Today I want to introduce you to the most successful “non-drummer” in modern music history. In 1965 a beloved former child actor named Mickey Dolenz was cast as the drummer and co-lead singer in the television sitcom “The Monkees.” Based on the antics of The Beatle’s “A Hard Days Night” the show followed four hip musicians and their crazy adventures. Dolenz described The Monkees as initially being “…a TV show about an imaginary band that was never successful.”
Although he was not a drummer when he was first cast, Dolenz took lessons in order to be able to mime convincingly. He eventually became competent enough to actually perform live and periodically record. The vast majority of all Monkees music was performed by studio musicians to include the famous Wrecking Crew featuring Hal Blaine on drums. Since their inception The Monkees have sold more than 75 million records worldwide and had international hits, including “Last Train to Clarksville,” “Pleasant Valley Sunday,” “Daydream Believer,” and “I’m a Believer.” At their peak in 1967, the band outsold The Beatles and The Rolling Stones combined.

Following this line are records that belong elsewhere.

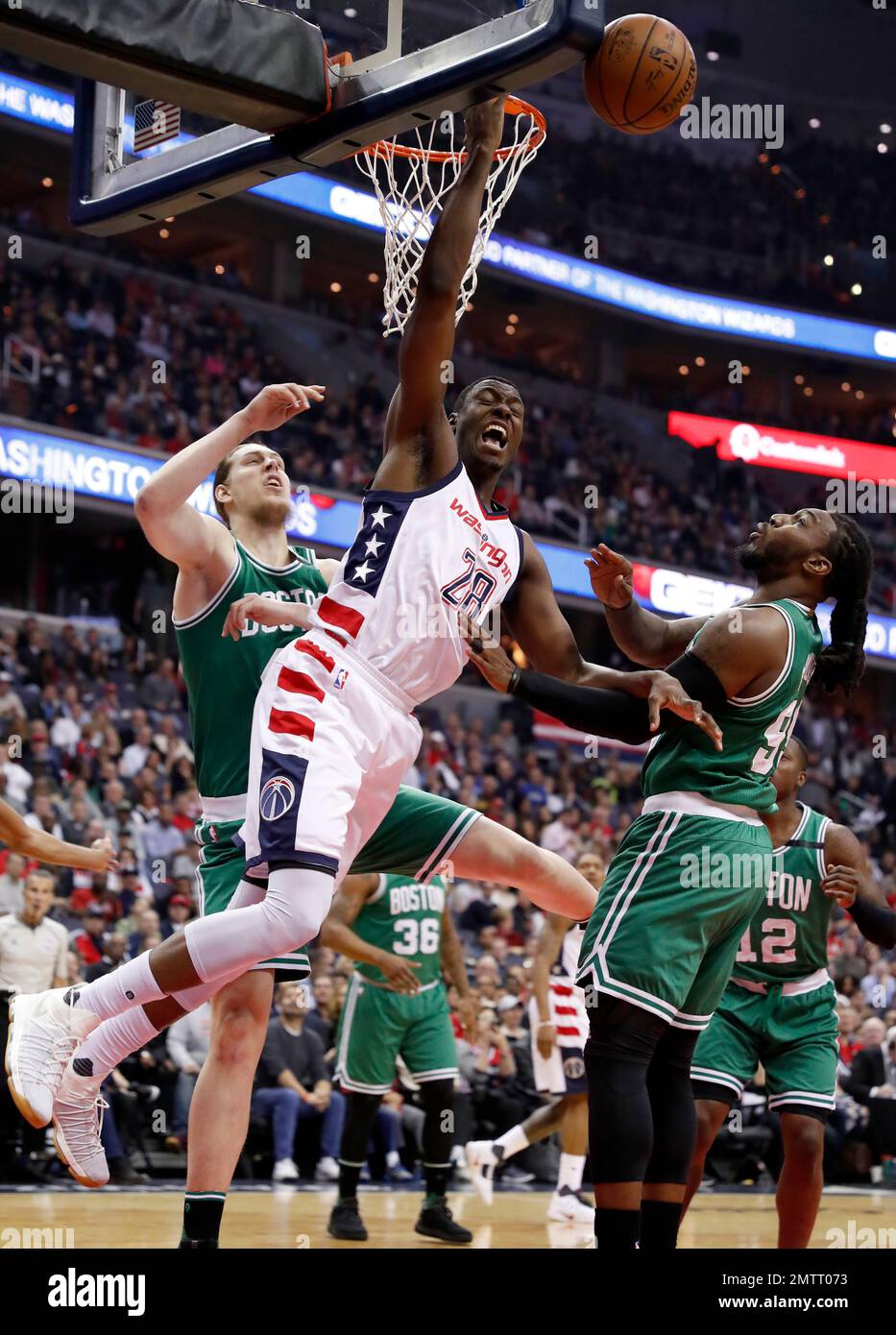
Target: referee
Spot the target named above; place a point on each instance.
(33, 959)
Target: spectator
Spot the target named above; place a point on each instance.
(161, 841)
(874, 1072)
(12, 884)
(293, 1085)
(115, 949)
(88, 941)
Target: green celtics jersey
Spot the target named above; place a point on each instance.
(755, 729)
(788, 934)
(223, 677)
(405, 917)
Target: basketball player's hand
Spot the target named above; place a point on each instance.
(485, 653)
(612, 577)
(400, 974)
(263, 612)
(843, 886)
(545, 1040)
(666, 692)
(103, 853)
(277, 403)
(484, 124)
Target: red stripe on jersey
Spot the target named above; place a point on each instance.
(337, 615)
(298, 682)
(284, 721)
(307, 646)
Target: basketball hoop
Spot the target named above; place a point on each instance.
(413, 179)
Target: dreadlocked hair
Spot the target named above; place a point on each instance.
(843, 661)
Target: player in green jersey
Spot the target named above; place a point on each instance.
(375, 917)
(779, 1006)
(661, 941)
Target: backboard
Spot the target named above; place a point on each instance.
(392, 64)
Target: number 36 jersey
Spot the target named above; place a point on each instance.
(405, 917)
(788, 934)
(417, 561)
(755, 729)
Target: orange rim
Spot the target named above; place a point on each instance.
(513, 107)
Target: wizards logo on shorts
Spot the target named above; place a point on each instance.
(277, 797)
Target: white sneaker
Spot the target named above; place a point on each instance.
(78, 1116)
(482, 1163)
(327, 1170)
(43, 1036)
(568, 1208)
(284, 1171)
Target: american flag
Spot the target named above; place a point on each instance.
(154, 122)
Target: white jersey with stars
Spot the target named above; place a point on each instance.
(418, 558)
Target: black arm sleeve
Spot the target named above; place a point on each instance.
(615, 713)
(876, 923)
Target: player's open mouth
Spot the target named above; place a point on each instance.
(496, 433)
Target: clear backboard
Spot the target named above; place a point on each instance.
(390, 65)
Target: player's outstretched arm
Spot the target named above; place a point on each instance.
(337, 934)
(629, 716)
(163, 510)
(420, 444)
(45, 848)
(848, 882)
(642, 637)
(545, 637)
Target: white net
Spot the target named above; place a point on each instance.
(413, 179)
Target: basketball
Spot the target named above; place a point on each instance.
(642, 75)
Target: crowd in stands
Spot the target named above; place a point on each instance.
(103, 342)
(99, 742)
(758, 226)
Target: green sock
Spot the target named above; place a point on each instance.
(202, 1211)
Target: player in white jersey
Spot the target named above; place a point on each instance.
(558, 1027)
(339, 707)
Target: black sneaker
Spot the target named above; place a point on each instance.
(437, 1222)
(346, 1222)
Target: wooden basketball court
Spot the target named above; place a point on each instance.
(284, 1218)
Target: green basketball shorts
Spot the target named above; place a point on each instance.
(672, 910)
(417, 835)
(376, 1027)
(793, 1034)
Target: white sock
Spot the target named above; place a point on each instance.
(570, 1171)
(113, 1040)
(226, 944)
(513, 1142)
(122, 989)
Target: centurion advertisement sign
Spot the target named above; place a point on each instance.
(103, 473)
(779, 448)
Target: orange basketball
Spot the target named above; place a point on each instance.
(642, 75)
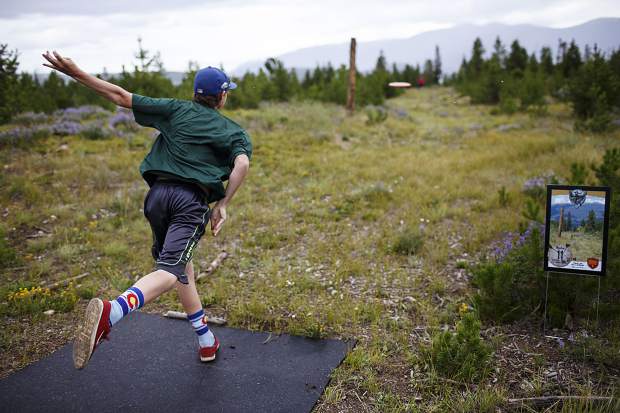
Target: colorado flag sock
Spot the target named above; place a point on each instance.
(199, 322)
(129, 301)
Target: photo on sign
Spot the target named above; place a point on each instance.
(576, 230)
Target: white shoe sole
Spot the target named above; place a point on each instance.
(205, 359)
(85, 335)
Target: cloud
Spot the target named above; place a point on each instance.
(230, 32)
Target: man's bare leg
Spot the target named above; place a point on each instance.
(187, 292)
(193, 307)
(155, 284)
(102, 314)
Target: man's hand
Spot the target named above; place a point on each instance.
(62, 64)
(111, 92)
(218, 217)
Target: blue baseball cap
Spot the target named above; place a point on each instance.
(212, 81)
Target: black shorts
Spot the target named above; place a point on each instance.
(178, 215)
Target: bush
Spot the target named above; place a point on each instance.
(34, 300)
(408, 243)
(95, 132)
(8, 257)
(510, 286)
(462, 355)
(376, 115)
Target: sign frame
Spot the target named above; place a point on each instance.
(607, 191)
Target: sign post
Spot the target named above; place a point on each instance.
(576, 227)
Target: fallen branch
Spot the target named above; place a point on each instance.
(213, 266)
(66, 282)
(546, 400)
(183, 316)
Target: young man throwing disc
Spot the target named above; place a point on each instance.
(197, 149)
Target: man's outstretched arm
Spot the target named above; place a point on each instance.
(111, 92)
(240, 170)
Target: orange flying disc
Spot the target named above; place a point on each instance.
(399, 84)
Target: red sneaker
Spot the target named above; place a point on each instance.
(95, 327)
(208, 353)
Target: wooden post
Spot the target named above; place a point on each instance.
(351, 91)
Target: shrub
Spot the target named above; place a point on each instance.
(510, 284)
(375, 114)
(461, 355)
(34, 300)
(95, 131)
(408, 243)
(8, 257)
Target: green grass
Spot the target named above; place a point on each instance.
(342, 229)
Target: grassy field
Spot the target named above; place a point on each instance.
(315, 235)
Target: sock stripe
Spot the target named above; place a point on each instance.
(139, 294)
(121, 301)
(198, 314)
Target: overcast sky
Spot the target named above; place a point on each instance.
(98, 34)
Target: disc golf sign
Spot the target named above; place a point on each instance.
(576, 227)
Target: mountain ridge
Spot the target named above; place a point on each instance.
(454, 44)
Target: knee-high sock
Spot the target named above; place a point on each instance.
(129, 301)
(199, 322)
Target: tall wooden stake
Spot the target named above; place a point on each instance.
(351, 91)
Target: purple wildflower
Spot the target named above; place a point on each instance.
(66, 127)
(511, 241)
(30, 118)
(123, 118)
(78, 113)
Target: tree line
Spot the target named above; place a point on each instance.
(22, 92)
(516, 80)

Dolenz used several drum kits over the course of The Monkees including a standard five piece, four-piece, and a double bass kit that had the words “Drum” written on the front of each bass drum. One of the most noticeable aspects of Dolenz drumming was his unusual set-up. He learned to play right-handed and left-footed because of a leg disease called Perthes making his right leg weaker. This required the toms to be awkwardly mounted to the right with the hi-hat cymbal between them. Tambourines were often mounted on the bass drum in place of a left tom. The first kit used on the show was a Gretsch. On the road, Dolanz played a Rogers kit and also used a Slingerland kit. Since then he has been sponsored by DW and Yamaha.
Dolenz has been routinely ranked in various polls tallying the “Best Singing Drummers of All-Time.” For example, Listen To The Band ranked him #11 out of their Top 20. In 2011, Modern Drummer magazine interviewed Dolenz further solidifying his credibility as a real drummer. Over the years Dolenz has participated in various Monkees reunion tours with on-and-off again members of the original group. This led to a 1980’s hit video on MTV for their song “That Was Then, This Is Now.” Today Dolenz occasionally tours as the last active member of The Monkees.